情報テクノロジ (IT) 管理者、部門マネージャ、営業部員の 3 種類の業務での Windows 2000 プラットフォームを利用するメリットを見ていくと、Windows 2000 が作業効率の向上にどのように役立つかという質問への回答を探すのに役立つでしょう。次に示す説明は、計画の始めるにあたっての参考例にすぎず、それぞれの業務にメリットをもたらす機能を全て網羅したわけではありません。

IT 管理者
Windows 2000 を使うと、IT 管理者は、企業内の全クライアントを集中的に管理することができます。また、管理者は Windows 2000 の新しいテクノロジに対応して作成されたアプリケーションを使うことができます。これらのアプリケーションは展開が簡単で、高い操作性や信頼性を備えています。その結果、より優れたサービスを提供することができます。次に示す Windows 2000 の機能は、IT 管理者の作業効率向上に役立つ Windows 2000 Server の新テクノロジの例です。

IntelliMirror Active Directory これらの機能では、グループ ポリシーを使用し、特定のユーザー グループのさまざまな要求に合わせてクライアントを設定します。たとえば、財務部門のすべての従業員に、スプレッドシート、ワープロ、プレゼンテーションなどの必要なアプリケーションを配布することができます。同様に、営業部門の従業員には販売トラッキング ソフトウェアを配布することができます。また、ユーザーがネットワーク上のどのコンピュータからでも好みの設定を使うことができるように、ポリシーを設定することもできます。
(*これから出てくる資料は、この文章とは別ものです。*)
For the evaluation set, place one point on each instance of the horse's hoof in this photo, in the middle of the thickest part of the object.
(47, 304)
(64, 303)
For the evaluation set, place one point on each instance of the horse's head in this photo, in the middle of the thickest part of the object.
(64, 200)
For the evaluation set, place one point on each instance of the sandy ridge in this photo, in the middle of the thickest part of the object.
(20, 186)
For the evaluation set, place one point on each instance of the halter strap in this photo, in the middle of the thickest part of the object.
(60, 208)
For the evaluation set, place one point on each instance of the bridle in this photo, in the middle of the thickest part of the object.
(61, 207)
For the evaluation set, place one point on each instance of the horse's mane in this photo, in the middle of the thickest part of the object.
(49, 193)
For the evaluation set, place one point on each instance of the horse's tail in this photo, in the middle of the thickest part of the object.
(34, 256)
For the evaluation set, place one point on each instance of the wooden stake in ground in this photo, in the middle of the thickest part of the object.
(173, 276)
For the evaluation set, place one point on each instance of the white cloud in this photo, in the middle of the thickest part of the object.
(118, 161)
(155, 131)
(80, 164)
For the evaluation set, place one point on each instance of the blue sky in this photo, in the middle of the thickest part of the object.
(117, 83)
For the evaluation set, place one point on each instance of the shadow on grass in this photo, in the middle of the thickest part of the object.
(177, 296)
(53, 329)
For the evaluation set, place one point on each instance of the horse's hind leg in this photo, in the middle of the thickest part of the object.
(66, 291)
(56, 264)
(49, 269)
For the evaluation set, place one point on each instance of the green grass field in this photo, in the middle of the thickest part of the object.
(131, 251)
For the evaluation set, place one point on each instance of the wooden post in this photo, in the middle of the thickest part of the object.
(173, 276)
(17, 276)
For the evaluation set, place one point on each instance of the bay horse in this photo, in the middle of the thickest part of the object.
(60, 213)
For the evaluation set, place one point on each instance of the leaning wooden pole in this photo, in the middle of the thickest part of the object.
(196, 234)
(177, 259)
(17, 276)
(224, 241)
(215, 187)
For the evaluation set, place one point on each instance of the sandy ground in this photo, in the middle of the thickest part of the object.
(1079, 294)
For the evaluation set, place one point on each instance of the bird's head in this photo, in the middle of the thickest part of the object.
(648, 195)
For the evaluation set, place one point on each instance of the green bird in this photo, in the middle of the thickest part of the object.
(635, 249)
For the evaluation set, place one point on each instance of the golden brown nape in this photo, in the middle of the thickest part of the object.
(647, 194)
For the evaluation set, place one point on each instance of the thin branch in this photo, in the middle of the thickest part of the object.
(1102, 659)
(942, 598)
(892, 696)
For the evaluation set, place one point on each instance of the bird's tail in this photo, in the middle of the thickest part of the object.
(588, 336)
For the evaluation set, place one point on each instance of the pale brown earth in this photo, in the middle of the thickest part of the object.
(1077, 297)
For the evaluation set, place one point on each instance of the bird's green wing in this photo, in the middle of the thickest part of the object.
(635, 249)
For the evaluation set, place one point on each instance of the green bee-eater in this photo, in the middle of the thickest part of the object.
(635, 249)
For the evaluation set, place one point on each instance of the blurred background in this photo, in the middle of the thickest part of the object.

ヘルプ デスクの経費を削減するために、ユーザーのコンピュータを保護し、ユーザーがコンピュータの設定を変更できないようにすることもできます。

リモート インストール テクノロジリモート インストール (RI) テクノロジを使うと、グループ ポリシーを使用し、Windows 2000 Professional オペレーティング システムをクライアントに自動的に新規インストールすることができます。このテクノロジの利用により、Windows 2000 Professional オペレーティング システムを 1 か所で集中してインストールすることが可能になります。RIPrep ツールは Windows 2000 Server オペレーティング システム CD に収録されています。RI と Microsoft® IntelliMirror テクノロジを組み合わせると、システム全体をイメージ化することができます。また、ローミング プロファイルと組み合わせて使用すれば、障害復旧に威力を発揮します。

Certified for Microsoft Windows ロゴ プログラムWindows 2000 ロゴ プログラムは、企業規模のアプリケーションの管理を簡単にする、Active Directory や Windows Installer ソフトウェアなどの Windows 2000 機能を利用したアプリケーションの作成を支援する Microsoft の仕様です。この仕様文書にある情報を基に、Windows 2000 の機能により TCO を削減し、また社内のほかのアプリケーションと協調して動作するアプリケーションを作成することができます。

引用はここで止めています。